One of our Redback DSL aggregation routers failed this morning at approximately 11:39 AM. We are in the process of migrating all customers off that Redback to a hot spare device. We expect that all affected DSL subscribers will be restored to service in 5 minutes.

-Jared

Non-Intrusive CLEC Maintenance

This Friday, Jan 14th at 12:01 AM we will be performing non-intrusive power maintenance on our equipment in the downtown Santa Rosa CO. We do not anticipate any customer impact during this work.

-Nathan and Tim

Update: This maintenance has been pushed to Friday, Jan 14th at 12:01 AM

Unexpected DSL Aggregation Router Reboot

At 8:03PM this evening one of the DSL aggregation routers that serves legacy DSL customers in LATA 1 rebooted unexpectedly. Service for affected customers was restored by 8:05PM. We are investigating the cause of this reboot and will monitor closely for any further issues.

-Tim and Jared

DSL Outage in San Francisco

As of 3:30pm PST, DSL customers served out of many San Francisco wire centers are currently without internet due to an AT&T equipment failure. Our estimated time of repair is within several hours.  We are working with AT&T to fix the problem, and we hope to update our MOTD with a more exact repair time shortly.

Fusion customers in San Francisco are not affected by this outage.

Update: At 4:20pm, most of our customers appear to be surfing again, and AT&T expects the remaining customers to be fixed shortly.

Los Angeles DoS Attack

Starting at about 9:57 AM today, a distributed denial of service attack was launched at one of our DSL subscribers in Los Angeles. This resulted in reachability issues for many of our customers served out of LA. We blocked the DDoS attack at our edge within 10 minutes, thus restoring service to the affected customers.

-Nathan

Customer Service Closing Early

Sonic.net Support and Sales  will close at 9:30pm Friday December 17th for our employee movie night. Support and Sales will open at the regular time Saturday morning. Programs are required to carry their data disks at all times.

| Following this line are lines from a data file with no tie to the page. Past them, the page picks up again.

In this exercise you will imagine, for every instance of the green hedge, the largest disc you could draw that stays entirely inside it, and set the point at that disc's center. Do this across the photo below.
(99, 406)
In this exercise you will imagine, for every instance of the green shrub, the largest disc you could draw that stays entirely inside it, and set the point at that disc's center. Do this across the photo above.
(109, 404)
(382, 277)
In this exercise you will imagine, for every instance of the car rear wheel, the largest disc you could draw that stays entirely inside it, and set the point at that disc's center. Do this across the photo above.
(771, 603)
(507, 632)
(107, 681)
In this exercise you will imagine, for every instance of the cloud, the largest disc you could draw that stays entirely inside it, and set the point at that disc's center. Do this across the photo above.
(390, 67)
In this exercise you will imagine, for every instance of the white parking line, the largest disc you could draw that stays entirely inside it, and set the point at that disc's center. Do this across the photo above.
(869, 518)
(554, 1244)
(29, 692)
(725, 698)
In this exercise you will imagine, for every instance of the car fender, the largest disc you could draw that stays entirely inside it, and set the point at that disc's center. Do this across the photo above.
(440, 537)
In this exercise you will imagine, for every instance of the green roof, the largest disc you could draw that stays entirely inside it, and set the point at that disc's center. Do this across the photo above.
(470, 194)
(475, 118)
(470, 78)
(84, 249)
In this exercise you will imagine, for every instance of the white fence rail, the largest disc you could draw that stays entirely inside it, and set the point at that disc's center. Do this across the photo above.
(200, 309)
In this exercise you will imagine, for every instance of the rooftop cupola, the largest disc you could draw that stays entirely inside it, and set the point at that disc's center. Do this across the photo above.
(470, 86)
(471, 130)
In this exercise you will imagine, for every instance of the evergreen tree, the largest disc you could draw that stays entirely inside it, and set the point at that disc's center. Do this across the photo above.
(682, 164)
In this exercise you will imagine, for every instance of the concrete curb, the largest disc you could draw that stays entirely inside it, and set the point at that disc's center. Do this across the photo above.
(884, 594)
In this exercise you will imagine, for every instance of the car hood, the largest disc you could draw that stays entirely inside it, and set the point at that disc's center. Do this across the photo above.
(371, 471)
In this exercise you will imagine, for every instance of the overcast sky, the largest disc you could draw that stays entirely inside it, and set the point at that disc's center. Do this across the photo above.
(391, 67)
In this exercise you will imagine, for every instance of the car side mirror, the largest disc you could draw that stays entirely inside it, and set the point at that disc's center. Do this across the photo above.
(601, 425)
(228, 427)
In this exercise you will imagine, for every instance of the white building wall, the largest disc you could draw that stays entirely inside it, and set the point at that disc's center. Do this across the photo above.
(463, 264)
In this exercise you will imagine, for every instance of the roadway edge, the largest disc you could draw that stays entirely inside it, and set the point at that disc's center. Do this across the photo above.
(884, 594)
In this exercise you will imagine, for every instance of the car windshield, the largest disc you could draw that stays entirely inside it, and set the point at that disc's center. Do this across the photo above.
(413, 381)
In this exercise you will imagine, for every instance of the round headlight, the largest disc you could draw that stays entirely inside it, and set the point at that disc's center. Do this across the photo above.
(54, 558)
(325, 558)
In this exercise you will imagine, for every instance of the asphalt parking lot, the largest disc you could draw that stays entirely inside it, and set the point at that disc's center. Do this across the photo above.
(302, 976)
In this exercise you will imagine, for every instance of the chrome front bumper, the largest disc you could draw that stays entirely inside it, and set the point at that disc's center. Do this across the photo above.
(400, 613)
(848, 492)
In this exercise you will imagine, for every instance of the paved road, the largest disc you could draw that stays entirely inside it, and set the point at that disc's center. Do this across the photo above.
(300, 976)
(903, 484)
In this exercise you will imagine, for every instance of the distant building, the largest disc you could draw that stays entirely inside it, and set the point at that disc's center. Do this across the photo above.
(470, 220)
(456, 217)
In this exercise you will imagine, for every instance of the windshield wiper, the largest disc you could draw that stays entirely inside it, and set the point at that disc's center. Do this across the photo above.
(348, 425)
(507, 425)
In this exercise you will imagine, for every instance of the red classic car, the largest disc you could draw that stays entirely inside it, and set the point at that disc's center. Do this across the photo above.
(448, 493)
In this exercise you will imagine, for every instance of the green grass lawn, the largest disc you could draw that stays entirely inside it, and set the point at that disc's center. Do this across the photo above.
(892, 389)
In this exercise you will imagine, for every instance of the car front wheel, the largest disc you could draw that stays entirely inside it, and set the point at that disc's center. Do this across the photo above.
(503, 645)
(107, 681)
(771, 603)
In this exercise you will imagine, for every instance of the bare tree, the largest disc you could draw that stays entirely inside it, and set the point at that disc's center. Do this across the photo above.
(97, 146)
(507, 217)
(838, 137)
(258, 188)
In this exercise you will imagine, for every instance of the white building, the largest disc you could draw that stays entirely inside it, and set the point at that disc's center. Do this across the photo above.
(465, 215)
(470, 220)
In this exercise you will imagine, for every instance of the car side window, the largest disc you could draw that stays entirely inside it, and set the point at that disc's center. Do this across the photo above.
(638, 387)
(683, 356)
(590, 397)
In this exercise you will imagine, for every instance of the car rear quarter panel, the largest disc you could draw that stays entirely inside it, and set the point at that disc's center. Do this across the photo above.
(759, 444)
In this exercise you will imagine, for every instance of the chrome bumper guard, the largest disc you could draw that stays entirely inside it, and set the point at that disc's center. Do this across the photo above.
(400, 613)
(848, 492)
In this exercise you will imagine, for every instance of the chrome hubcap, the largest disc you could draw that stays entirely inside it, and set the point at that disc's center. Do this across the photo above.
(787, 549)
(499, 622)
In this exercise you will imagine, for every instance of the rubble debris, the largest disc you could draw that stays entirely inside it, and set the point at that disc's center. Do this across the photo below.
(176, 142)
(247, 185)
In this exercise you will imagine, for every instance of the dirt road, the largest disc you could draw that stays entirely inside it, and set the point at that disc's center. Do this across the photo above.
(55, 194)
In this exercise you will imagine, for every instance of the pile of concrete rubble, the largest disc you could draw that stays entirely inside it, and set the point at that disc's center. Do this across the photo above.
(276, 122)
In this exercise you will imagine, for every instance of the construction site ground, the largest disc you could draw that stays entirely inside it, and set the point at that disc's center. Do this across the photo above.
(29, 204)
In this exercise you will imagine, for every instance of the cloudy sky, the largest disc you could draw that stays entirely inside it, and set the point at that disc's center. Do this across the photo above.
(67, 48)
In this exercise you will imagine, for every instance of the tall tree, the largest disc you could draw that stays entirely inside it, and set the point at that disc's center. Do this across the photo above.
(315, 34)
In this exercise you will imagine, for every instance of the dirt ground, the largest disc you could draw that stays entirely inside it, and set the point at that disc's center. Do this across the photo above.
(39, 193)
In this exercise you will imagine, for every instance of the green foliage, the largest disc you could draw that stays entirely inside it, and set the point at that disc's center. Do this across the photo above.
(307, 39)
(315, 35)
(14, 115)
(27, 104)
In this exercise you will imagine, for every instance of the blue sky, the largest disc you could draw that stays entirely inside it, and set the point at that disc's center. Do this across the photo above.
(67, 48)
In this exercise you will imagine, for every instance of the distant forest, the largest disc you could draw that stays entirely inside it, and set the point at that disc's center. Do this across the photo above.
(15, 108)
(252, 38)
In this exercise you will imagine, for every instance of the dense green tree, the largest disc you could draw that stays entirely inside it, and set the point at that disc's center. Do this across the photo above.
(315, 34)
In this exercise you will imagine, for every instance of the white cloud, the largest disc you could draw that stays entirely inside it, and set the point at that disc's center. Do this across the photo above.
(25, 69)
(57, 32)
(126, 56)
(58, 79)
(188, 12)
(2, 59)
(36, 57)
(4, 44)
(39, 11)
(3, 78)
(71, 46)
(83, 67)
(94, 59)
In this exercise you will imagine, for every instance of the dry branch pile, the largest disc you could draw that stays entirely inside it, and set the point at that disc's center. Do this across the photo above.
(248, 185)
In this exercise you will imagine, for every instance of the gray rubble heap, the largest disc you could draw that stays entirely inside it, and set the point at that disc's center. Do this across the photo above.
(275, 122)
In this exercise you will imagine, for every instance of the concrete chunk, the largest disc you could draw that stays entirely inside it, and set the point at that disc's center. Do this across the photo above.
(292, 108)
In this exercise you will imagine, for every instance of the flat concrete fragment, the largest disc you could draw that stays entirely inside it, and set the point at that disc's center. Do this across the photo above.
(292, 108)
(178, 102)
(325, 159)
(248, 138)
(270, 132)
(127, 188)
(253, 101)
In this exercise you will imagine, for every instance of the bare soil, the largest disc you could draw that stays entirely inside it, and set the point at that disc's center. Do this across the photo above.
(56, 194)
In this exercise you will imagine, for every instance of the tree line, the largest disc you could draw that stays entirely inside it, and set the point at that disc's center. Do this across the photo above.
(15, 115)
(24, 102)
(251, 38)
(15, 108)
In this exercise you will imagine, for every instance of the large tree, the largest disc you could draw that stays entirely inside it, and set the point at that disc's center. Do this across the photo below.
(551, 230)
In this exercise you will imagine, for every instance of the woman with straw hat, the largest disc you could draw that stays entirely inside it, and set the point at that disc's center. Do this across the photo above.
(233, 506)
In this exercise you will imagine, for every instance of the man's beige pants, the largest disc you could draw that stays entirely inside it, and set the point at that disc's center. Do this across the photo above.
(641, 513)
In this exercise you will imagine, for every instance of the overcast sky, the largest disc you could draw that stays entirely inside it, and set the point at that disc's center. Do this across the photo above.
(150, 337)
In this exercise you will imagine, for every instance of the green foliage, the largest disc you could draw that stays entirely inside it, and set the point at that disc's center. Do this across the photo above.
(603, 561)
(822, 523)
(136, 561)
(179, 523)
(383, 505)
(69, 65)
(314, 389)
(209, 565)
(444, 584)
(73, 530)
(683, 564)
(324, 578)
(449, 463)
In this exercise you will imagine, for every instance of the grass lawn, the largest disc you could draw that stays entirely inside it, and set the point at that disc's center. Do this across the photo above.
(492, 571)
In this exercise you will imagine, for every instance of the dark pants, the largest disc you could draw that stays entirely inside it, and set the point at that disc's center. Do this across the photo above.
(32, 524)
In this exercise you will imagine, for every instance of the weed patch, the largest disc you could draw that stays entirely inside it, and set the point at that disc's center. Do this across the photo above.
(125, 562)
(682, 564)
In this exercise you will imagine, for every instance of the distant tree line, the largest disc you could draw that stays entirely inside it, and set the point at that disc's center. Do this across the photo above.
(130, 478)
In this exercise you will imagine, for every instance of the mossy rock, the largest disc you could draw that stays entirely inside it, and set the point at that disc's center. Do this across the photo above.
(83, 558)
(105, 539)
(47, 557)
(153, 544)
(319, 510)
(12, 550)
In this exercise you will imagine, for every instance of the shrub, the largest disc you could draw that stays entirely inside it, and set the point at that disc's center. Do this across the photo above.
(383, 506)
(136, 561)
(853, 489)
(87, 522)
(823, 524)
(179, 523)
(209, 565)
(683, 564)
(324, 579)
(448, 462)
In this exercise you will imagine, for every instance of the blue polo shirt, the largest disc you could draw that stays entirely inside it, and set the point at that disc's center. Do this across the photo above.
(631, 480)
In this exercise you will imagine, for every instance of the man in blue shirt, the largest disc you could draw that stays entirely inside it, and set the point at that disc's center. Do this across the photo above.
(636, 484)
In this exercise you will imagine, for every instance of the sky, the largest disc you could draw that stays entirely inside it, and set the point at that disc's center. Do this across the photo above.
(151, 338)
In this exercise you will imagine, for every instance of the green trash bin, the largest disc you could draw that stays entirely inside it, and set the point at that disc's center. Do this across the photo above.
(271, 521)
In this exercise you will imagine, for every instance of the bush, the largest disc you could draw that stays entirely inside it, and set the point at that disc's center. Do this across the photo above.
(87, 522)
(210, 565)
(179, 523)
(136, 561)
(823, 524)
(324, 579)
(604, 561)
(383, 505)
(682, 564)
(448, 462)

-John F. and the Sonic.net staff

DSL Aggregation Router Failure

This morning at approximately 7:15AM one of our legacy DSL aggregation routers failed. We have re-routed all customers served by that router to one of our hot spares, and are investigating the cause of the initial router failure. All customers affected by this outage should now be back online.

-Jared

Update: During the migration, some of the affected customers were not built out properly on the new redback. This has been fixed and those customers should be up and running at this time.

Corrupted Email Messages

From approximately noon yesterday to 11:00AM this morning some specific kinds of messages with attachments over 512k may have been partially corrupted by some changes introduced into ours spam filtering systems enabling customers’ blacklists to be applied to all inbound email.  While these changes passed our testing and behaved as expected in our lab some clients appear to format messages in a way that causes a single carriage return in the message source to be lost.  This typically results in an email client not displaying the message body correctly while it still displays the attachments.  We are about to start an automated repair process but it is expected to take several hours to complete scanning and repairing any affected email in all customer’s email spools.  We’re sorry for any inconvenience this has caused.  –Kelsey and William

Update – As of 14:45, all corrupted messages have been repaired.